How to cite this article:
Kaewla W, Wiwanitkit V. Public health role of Mahayana Buddhist temple in urban and rural community: A comparison. Ann Trop Med Public Health 2017;10:463-4

How to cite this URL:
Kaewla W, Wiwanitkit V. Public health role of Mahayana Buddhist temple in urban and rural community: A comparison. Ann Trop Med Public Health [serial online] 2017 [cited 2019 Sep 16];10:463-4. Available from: http://www.atmph.org/text.asp?2017/10/2/463/188506
Dear Sir,

The public health role of religious unit in public health system is very important.[1],[2] Here, the authors would like to discuss on the role of Mahayana Buddhist Temple. From the site survey among many Mahayana Buddhist temples in urban and rural communities in Thailand, some interesting features can be seen. In the rural communities, the temple still has the role in community public health by providing spiritual care support, local health care wisdom (alternative medicine and herbal medicine), and acting as community health care center.[3] In addition, symbolization in health issue can be seen.

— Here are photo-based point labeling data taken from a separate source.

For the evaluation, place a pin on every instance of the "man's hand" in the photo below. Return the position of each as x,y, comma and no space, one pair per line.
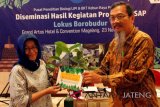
90,77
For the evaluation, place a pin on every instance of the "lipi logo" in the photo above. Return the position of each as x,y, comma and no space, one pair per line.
76,1
154,1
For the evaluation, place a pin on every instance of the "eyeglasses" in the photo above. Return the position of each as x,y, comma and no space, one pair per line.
118,17
29,49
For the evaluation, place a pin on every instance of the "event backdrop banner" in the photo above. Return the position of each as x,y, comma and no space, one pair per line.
71,21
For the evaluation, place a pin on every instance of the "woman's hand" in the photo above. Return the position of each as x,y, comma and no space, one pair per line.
53,89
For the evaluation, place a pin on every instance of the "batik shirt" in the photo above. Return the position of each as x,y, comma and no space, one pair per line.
23,83
135,88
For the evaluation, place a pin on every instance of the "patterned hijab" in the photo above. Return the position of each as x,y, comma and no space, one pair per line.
22,58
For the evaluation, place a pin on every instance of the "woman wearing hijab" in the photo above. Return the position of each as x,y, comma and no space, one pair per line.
29,84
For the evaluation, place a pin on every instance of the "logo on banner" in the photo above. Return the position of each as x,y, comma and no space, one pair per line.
154,1
76,1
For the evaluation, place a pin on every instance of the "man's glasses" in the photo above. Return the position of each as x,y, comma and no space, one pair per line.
118,17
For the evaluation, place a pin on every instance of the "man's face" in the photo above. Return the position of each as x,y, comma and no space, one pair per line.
31,50
119,19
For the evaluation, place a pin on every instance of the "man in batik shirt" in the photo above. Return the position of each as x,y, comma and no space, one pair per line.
128,62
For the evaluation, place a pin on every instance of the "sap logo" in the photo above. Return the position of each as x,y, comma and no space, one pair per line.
76,1
154,1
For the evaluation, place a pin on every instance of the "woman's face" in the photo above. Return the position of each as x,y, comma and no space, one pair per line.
31,50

In the urban communities, very few role of the temple can be seen. Surprisingly, the urban temple acts only as a center to religious belief with lack of health care support to the community. Many urban temples turn to business issues such as a renting site for car parking.

Nevertheless, focusing on religious objects, healing Buddha image can still be seen in each temple but some temples in urban communities renew the sculptures, and one rebuilt the temple as a high building. Of interest, it can be seen that the religious objects can still be maintained in either rural or urban sites. Spiritual care is usually an important feature of rural medicine and it can be reflected from religious-based public health system [4] as seen in our findings. But the public health care role is diminished in the urban sites where already modernization has occurred.

Acknowledgement

This work is support for research funding of Surindra Rajabhat University, Thailand.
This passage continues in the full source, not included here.